Every house, apartment, business, factory, and commercial business in the Town produces wastewater from:
- Industrial processes
- Laundry equipment
- Other processes
This wastewater flows through a series of pipes and pump stations which delivers the wastewater to the plant’s headworks or the intake point.
At the headworks, preliminary treatment takes place as wastewater is passed through bar screens to remove paper, sticks and other debris for safe operation of the machinery in the plant. The next area is the grit removal units. These units remove sand, grit and rocks.
Secondary Treatment (Oxidation Ditches)
After the preliminary treatment is accomplished, the wastewater is pumped to the secondary treatment process, where three Oxidation ditches provide the necessary detention time to grow microorganisms. The primary functions of the bugs are the removal of organic material and ammonia. The bugs convert organic matter into other compounds, such as carbon dioxide and water. The secondary role of the bugs is to assist in flocculation and settlement of the solids in the system. The bugs require a specific type of environment to survive and carry out the process. In order to maintain this environment, many things must be monitored: pH, temperature, dissolved oxygen, and available food or organic matter.
These organisms also reduce the available nitrogen and phosphorous, thereby protecting the stream from excessive nutrient loading. Mixers are provided in these tanks as an air supply and for keeping the organisms and solids in suspension. The mixture of solids and organisms are referred to as activated sludge.
Secondary Treatment - Continued (Clarifiers)
After leaving the oxidation ditches, the water continues to the second stage of secondary treatment; clarifying stage. The four circular concrete tanks provide the detention time necessary for solids to settle from the water. This allows the solids to be easily removed and recycled or wasted. In order to maintain a good concentration of bugs, much of the sludge removed from the secondary clarifiers is recycled back to the aeration Ditches. This sludge is referred to as return activated sludge (RAS). There are also times some sludge must be wasted. This sludge is called waste activated sludge (WAS). Some wasting is required in order to maintain a healthy concentration of bugs. The clarified water continues to the next process for additional treatment.
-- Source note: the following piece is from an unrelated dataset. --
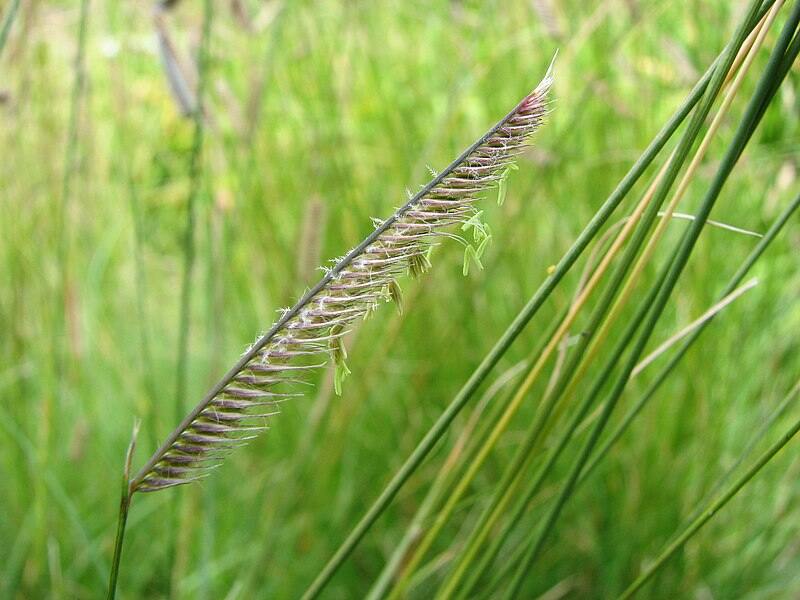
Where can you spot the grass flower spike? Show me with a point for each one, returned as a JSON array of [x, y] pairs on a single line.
[[312, 331]]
Tertiary Treatment (Disc Filters)
Effluent polishing occurs during this process. Tertiary treatment adds a more advanced level of treatment. Tertiary treatment can achieve levels of water purification that make the water safe for reuse in water-intensive processes. Gravity pushes wastewater from the drum into the filters in an inside-out flow pattern. Then, media mounted on each side of the discs separate solid particles from the liquid. Clean water flows into a collection tank, and backwash water cleans the media once they become saturated with particles. The inlet water level is measured and controlled automatically to initiate backwash cycles. These solids collected during the backwash are returned to the secondary process. The filtered water then continues on to the final phase of treatment; UV disinfection.
Ultraviolet high intensity lamps are used for disinfection. Disease carrying organisms are eliminated during this process. The UV light disinfects by penetrating microorganisms and destroying their DNA. DNA plays an important role in organisms’ functions and reproduction, hence destroying the DNA prevents the organism from being active and multiplying. This level of treatment makes the water once again safe and ready for future use. An additional benefit of ultraviolet disinfection is that no dangerous chemicals, such as chlorine, are needed. This protects the aquatic life in the receiving stream.
Dissolved oxygen is needed in the receiving stream for the aquatic life to flourish. At this stage, it is added by simply allowing the reclaimed water to cascade down concrete steps into the stream. After nearly 30 hours of intensive treatment, the water can be safely returned to the environment.